Evidence-based care helped rural Chinese public hospitals cut the length of average hospital stays, unnecessary services and prescription-drug spending without cutting overall hospital revenue, reports a study in the journal Health Affairs.
Results of the pilot project prompted Chinese officials to expand the use of evidence-based clinical pathways to attack what the study called "widespread overtreatment" in public hospitals.
Hospitals found themselves in a revenue crunch when the government significantly reduced financial support following economic reform, the report notes. In 2009, reform allowed hospitals to earn markups of up to 30 percent on certain services, including tests, imaging and prescriptions, to make up for losses from government-set fees in other areas. That led to overtreatment, particularly in high-margin services, the study notes.
The pilot study established pathways for treating 10 common diseases and conditions to improve quality of care, curb overtreatment and reduce patient out-of-pocket spending. The conditions included appendicitis, vaginal and C-section deliveries, stroke, pneumonia and coronary heart disease.
The pilot built flexibility into the clinical pathways, giving doctors discretion over elective services based on the patient's condition, the study noted. Case payment was fixed, though, regardless of whether electives services were provided.

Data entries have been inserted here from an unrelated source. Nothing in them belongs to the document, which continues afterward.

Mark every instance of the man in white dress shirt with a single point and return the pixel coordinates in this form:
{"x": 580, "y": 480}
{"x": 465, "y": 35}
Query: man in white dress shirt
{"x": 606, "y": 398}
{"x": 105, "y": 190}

Among the findings, unnecessary services for clinical-pathway patients were slashed by 20 percent, which also saved the patients and their insurers money. The clinical pathways also prompted better communications between patients and clinicians, improving both patient and provider satisfaction, the study found.
The length of hospital stay was slightly longer for some conditions, such as cerebral infarction, but the overall length of stay for clinical-pathway patients declined by one or two days.
In England, meanwhile, the National Health Service is developing more than 180 evidence-based quality standards to cover main pathways of care, reports Pulse.
It comes after the Department of Health ordered the NHS finance and competition regulator to launch a review into whether GPs are 'operating in the best interest of patients' and concerns about 'a lack of choice' of practices for patients.
A spokesperson said: 'Outcomes are the new currency for the NHS and will increasingly be the focus of accountability at every level of the system," a Health Services spokesperson told the publication. "But, driving improved outcomes requires us to out in place the right, evidence-based processes of care."
The NHS is trying to "develop an aligned set of levers and incentives which work together, rather than against one another, to improve patient care," the official said.